A few years ago I picked up a product from Caswell Plating that appeared to give a true black color but have yet to try it.
Thanks again. The stuff I've been using lately is the Super Blue. I have some PermaBlue on hand too.
Funny about your Caswell Plating kit: I have an Eastwood Automotive blackening kit sitting on a shelf. The instructions say to dilute the blackening stuff. It makes a large amount and comes with a big container so you can submerge your parts in the liquid. So far I haven't been inclined to play chemist when the little bottles of Birchwood Casey stuff will do.
Interesting point by Gregr. If the wheels are hard to get off, I would think they might also be hard to press back on.
Would postwar wheels even fit?
I'm with Norton, clean them in place.
Getting these wheels back on (maybe because I have an arbor press and wheel cups) has not been an issue for me.
Original postwar (and remake) wheels are an exact dimensional match for many conventional classics, and Lionchief Plus products that share this same truck type including the F3, FT, Budd, GP-7/9, etc. The knurled axle ends are also an exact match.
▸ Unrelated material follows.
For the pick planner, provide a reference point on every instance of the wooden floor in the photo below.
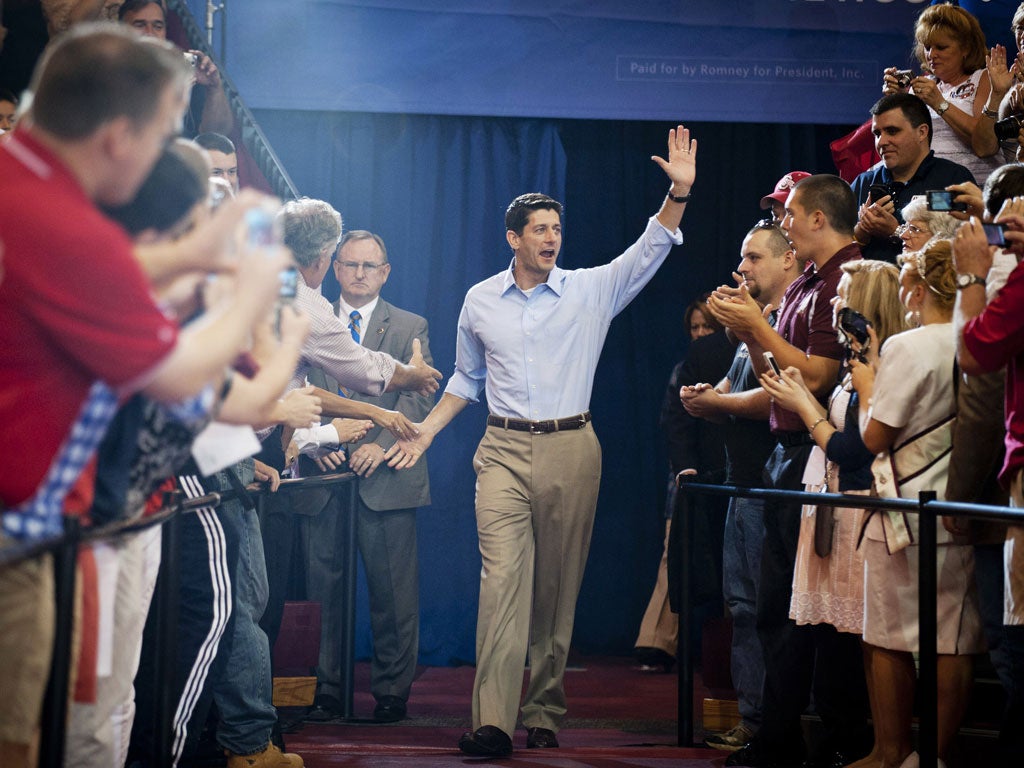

You asked about whether the hollow axles on Lionchief products would be at risk of breakage during removal. The answer is no. The portion of the axle which is embedded into the wheel is solid. The hollow portion of the axle occurs between the wheels. Therefore, when you use a wheel pulling tool, a compression force is being applied to a solid axle end, with an equal and opposite reaction on the wheel flanges. No force is applied to the hollow axle during removal. A shear force parallel to the axle is only applied to the surface between the wheel and the solid axle end.